I said camel, not ostrich! Why AI makes such a meal of Arabic words

If you can tell the difference between a large mammal with a hump and an ungainly flightless bird, you're more switched on than some AI models.

Researchers in the UAE have found that even AI models optimised for use with Arabic struggle to understand content from the Arab world. They may think a camel is an ostrich, say a traditional Moroccan hat is a Mexican sombrero, or fail to properly identify a popular Gulf dessert.

While the errors may raise a laugh, they highlight the serious point that AI often makes mistakes when it comes to dealing with material from the Arab world, including images. For AI developers, there is a reputational risk in ignoring cultural nuances, giving broad-brush answers, or, in the worst case, getting things wrong completely.

Researchers from Mohamed bin Zayed University of Artificial Intelligence (MBZUAI) in Abu Dhabi recorded the errors when they tested half a dozen “prominent” AI models, five of them designed to work with Arabic. They are vision-language models, so they can interpret video, pictures or text and produce a written description or summary.

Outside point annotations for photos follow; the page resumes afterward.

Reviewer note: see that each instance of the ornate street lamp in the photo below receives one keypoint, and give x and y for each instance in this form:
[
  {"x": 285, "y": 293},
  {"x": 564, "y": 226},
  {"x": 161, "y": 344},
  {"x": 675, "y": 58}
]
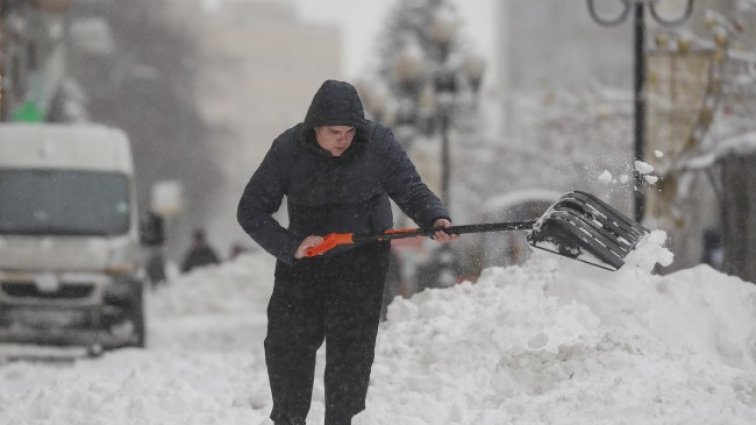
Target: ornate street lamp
[{"x": 638, "y": 9}]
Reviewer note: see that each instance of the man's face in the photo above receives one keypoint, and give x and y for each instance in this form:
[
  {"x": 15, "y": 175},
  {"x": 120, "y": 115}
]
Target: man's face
[{"x": 335, "y": 139}]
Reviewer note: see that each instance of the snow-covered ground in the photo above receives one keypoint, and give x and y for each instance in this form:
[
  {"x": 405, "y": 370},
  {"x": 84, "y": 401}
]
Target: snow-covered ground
[{"x": 554, "y": 341}]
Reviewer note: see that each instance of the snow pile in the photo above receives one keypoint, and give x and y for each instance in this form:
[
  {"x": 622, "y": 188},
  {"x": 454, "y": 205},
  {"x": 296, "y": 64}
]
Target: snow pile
[
  {"x": 558, "y": 342},
  {"x": 555, "y": 341}
]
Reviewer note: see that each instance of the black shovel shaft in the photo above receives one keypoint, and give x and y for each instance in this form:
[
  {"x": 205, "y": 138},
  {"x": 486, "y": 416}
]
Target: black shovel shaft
[
  {"x": 332, "y": 240},
  {"x": 452, "y": 230}
]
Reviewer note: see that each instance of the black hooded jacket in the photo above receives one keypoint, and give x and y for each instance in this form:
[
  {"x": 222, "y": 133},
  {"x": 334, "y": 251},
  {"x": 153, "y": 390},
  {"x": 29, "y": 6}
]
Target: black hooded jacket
[{"x": 326, "y": 194}]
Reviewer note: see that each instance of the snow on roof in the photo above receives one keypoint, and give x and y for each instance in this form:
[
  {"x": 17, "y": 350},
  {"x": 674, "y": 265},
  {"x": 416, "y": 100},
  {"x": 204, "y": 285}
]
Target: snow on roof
[{"x": 91, "y": 147}]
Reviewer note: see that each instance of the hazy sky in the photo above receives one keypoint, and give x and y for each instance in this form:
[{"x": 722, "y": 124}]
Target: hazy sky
[{"x": 362, "y": 20}]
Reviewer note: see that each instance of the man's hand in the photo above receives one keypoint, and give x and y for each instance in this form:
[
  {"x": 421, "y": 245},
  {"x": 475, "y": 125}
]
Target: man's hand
[
  {"x": 440, "y": 235},
  {"x": 308, "y": 242}
]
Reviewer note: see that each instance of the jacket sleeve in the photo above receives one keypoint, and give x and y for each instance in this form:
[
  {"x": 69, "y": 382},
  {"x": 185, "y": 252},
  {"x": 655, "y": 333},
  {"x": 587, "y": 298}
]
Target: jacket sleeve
[
  {"x": 261, "y": 199},
  {"x": 404, "y": 185}
]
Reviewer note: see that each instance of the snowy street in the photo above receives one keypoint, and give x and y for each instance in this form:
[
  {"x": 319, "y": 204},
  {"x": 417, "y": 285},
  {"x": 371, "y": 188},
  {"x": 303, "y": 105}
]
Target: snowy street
[{"x": 552, "y": 342}]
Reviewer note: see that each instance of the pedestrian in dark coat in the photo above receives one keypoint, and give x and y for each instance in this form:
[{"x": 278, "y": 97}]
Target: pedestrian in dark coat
[
  {"x": 337, "y": 171},
  {"x": 199, "y": 254}
]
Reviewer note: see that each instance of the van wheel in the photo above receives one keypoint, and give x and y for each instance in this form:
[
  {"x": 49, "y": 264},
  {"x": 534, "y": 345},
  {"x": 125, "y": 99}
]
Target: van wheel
[{"x": 135, "y": 315}]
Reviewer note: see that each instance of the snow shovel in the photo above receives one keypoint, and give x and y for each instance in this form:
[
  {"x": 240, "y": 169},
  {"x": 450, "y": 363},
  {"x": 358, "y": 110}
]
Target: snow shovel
[{"x": 579, "y": 226}]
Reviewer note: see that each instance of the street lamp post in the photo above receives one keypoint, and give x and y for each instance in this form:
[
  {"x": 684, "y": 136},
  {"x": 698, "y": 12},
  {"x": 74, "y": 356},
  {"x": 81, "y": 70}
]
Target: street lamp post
[
  {"x": 639, "y": 40},
  {"x": 430, "y": 88}
]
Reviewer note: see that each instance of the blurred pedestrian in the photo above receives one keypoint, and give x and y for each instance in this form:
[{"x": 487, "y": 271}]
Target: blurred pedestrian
[
  {"x": 236, "y": 249},
  {"x": 200, "y": 253},
  {"x": 337, "y": 171}
]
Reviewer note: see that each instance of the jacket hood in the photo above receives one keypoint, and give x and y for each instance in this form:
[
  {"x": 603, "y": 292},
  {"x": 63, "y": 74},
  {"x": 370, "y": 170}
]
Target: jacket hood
[{"x": 336, "y": 103}]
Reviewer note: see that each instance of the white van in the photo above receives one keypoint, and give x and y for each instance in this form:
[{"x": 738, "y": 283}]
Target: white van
[{"x": 70, "y": 261}]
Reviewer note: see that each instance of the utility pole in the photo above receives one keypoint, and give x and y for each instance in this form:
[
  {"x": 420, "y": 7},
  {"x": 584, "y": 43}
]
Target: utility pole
[
  {"x": 639, "y": 42},
  {"x": 4, "y": 10}
]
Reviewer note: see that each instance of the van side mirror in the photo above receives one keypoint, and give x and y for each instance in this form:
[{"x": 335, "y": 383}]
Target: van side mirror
[{"x": 152, "y": 230}]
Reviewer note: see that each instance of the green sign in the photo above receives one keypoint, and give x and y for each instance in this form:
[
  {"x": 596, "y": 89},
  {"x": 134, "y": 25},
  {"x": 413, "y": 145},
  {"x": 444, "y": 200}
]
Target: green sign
[{"x": 28, "y": 112}]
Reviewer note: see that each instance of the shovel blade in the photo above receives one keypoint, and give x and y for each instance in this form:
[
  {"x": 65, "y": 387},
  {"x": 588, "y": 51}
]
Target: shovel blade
[{"x": 582, "y": 227}]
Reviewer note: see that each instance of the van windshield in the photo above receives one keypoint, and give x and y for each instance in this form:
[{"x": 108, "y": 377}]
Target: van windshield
[{"x": 63, "y": 202}]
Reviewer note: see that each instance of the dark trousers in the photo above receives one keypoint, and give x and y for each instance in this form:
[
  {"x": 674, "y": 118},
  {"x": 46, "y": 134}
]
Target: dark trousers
[{"x": 336, "y": 299}]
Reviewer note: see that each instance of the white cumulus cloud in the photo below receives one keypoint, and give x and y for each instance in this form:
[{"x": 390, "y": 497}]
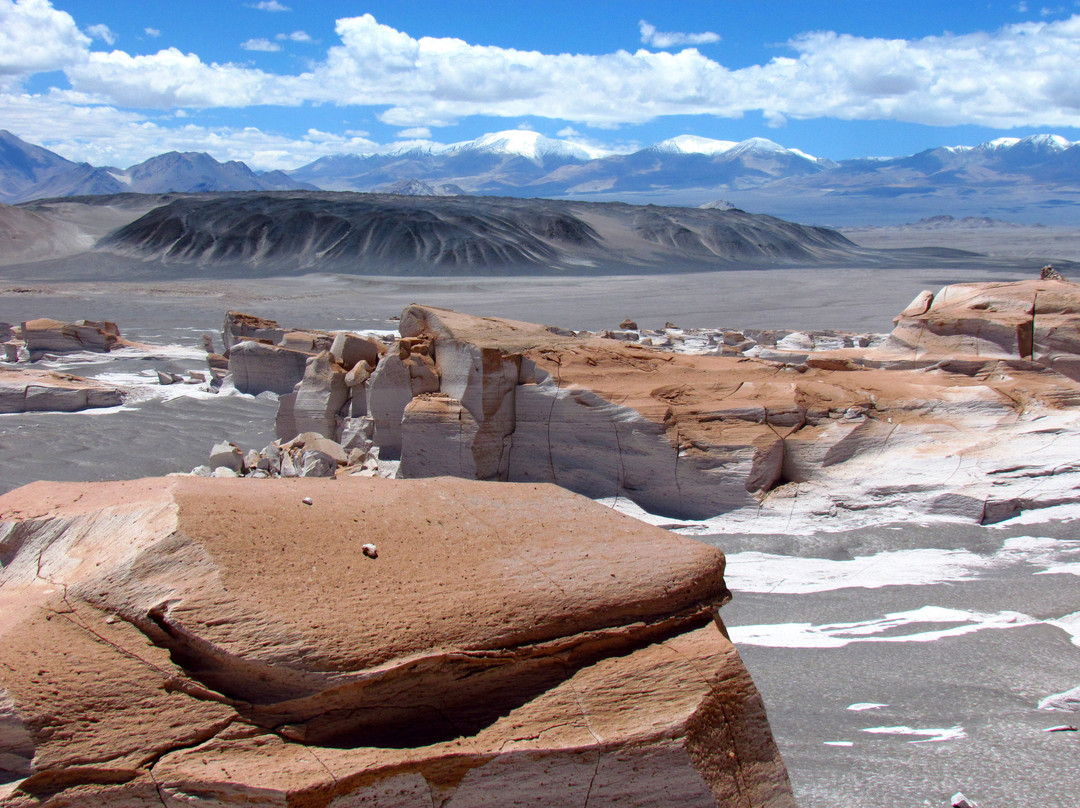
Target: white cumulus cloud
[
  {"x": 295, "y": 37},
  {"x": 671, "y": 39},
  {"x": 1022, "y": 75},
  {"x": 36, "y": 37},
  {"x": 270, "y": 5},
  {"x": 102, "y": 31},
  {"x": 260, "y": 44},
  {"x": 171, "y": 79}
]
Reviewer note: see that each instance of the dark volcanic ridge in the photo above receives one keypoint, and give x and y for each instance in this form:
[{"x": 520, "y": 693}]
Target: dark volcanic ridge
[{"x": 360, "y": 233}]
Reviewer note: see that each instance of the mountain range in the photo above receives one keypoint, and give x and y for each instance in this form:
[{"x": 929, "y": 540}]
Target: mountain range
[
  {"x": 31, "y": 172},
  {"x": 1026, "y": 179}
]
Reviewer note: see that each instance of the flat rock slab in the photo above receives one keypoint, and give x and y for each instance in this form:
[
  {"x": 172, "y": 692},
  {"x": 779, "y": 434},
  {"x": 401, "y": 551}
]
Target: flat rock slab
[
  {"x": 31, "y": 390},
  {"x": 213, "y": 641}
]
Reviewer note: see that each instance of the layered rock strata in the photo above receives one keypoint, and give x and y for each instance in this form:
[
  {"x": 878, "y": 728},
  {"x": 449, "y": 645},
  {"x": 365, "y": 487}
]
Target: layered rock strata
[
  {"x": 693, "y": 436},
  {"x": 264, "y": 357},
  {"x": 53, "y": 336},
  {"x": 26, "y": 390},
  {"x": 1027, "y": 320},
  {"x": 208, "y": 642}
]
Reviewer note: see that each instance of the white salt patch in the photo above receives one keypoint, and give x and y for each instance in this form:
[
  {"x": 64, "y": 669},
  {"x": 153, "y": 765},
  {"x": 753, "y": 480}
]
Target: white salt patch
[
  {"x": 837, "y": 635},
  {"x": 1062, "y": 569},
  {"x": 1066, "y": 512},
  {"x": 931, "y": 736},
  {"x": 755, "y": 571},
  {"x": 1070, "y": 624},
  {"x": 1068, "y": 700}
]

The five Arabic-specialised models – all open-source models that can be used freely by the public without payment – include some produced by researchers in the UAE and others created by start-up technology companies. One of the researchers, Karima Kadaoui, said the models sometimes knew “a bit about Arab culture” without understanding the cultural specifics.

“Let’s say there’s an instrument that is very specific to a culture, and the models would either describe it in very vague terms, just saying an instrument instead of using the actual name, or end up misattributing it completely to some different culture,” she said.

“For example, there’s a lady wearing a northern Moroccan hat. The majority of models would simply not recognise it as anything – they would say something vague like just ‘hat’, and then some models would be over-confident and claim that it belongs to a different culture. In this example, a Mexican hat.”

Ms Kadaoui, a PhD student, told The National that models would see a camel and mistake it for an ostrich “very commonly”. The sweet dessert Omani halwa was mistakenly identified in various ways by different models. One called it a sweet that “could be a cake” covered in nuts, while another suggested that it was a Pastilla, a Moroccan pie, and a third described it as a type of baklava dessert.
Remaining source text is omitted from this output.